Adrian tidak berkomentar... Hanya mendengarkan dengan penuh perhatian.
"Dan sekarang," Indira menarik napas panjang, "aku di sini. Bebas. Atau akan segera bebas. Dan mencoba mencari tahu siapa aku tanpa label sebagai 'istri seseorang'."
"Kamu Indira Zamora," ucap Adrian dengan tegas. "CEO. Pewaris. Wanita yang kuat dan cerdas. Dan itu sudah lebih dari cukup."

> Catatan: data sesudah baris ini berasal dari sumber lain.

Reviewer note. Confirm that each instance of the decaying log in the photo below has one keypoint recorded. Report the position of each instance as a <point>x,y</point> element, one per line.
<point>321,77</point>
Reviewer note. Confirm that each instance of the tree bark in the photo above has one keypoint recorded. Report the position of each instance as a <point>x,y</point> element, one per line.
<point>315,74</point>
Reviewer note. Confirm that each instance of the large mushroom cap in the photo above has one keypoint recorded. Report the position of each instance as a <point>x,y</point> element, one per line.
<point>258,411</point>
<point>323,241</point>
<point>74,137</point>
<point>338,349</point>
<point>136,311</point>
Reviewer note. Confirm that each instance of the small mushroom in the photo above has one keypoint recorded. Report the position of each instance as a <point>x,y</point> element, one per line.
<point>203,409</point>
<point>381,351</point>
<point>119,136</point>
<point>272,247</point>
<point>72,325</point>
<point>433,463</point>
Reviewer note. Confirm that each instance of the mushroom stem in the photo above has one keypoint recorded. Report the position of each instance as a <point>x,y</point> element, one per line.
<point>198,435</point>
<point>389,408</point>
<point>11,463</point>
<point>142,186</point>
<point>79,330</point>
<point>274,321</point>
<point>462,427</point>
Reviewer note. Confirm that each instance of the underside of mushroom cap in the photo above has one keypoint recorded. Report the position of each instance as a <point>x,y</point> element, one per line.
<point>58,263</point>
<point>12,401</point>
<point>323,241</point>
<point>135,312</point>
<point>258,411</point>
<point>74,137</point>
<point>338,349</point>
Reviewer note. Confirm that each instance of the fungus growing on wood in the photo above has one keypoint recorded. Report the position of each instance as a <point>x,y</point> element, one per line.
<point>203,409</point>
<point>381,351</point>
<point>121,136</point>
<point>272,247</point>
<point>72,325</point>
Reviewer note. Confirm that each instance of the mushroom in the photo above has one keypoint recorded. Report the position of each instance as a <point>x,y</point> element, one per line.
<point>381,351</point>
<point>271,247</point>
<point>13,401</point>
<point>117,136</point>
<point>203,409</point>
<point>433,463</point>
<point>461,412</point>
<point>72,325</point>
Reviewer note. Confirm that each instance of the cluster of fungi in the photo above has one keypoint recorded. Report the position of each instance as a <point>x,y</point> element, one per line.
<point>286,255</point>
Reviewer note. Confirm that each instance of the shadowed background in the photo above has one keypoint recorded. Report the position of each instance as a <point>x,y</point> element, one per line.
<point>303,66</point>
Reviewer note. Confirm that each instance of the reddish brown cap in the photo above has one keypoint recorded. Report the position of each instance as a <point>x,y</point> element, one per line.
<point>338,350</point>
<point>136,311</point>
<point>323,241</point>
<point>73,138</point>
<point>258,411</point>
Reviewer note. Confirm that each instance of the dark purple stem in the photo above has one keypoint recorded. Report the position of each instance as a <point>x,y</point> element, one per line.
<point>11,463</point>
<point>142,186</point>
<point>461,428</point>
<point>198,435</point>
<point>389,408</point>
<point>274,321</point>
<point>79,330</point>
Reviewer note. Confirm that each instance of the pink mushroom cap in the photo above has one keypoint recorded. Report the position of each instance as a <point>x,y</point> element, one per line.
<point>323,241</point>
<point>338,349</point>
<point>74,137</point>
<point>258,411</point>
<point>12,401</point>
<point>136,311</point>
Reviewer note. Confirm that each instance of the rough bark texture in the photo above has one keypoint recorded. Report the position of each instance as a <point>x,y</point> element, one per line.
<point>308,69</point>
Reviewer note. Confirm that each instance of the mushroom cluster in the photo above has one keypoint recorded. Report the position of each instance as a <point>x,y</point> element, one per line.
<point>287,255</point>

Indira merasakan matanya memanas bukan karena sedih. Karena ada seseorang yang melihatnya. Benar-benar melihatnya. Bukan sebagai istri. Bukan sebagai wanita yang harus melayani. Tapi sebagai dirinya sendiri.
"Terima kasih," bisiknya.
Adrian tersenyum hendak mengatakan sesuatu lagi... tapi tatapannya terganggu oleh sesuatu di kejauhan. Wajahnya berubah dari hangat menjadi waspada.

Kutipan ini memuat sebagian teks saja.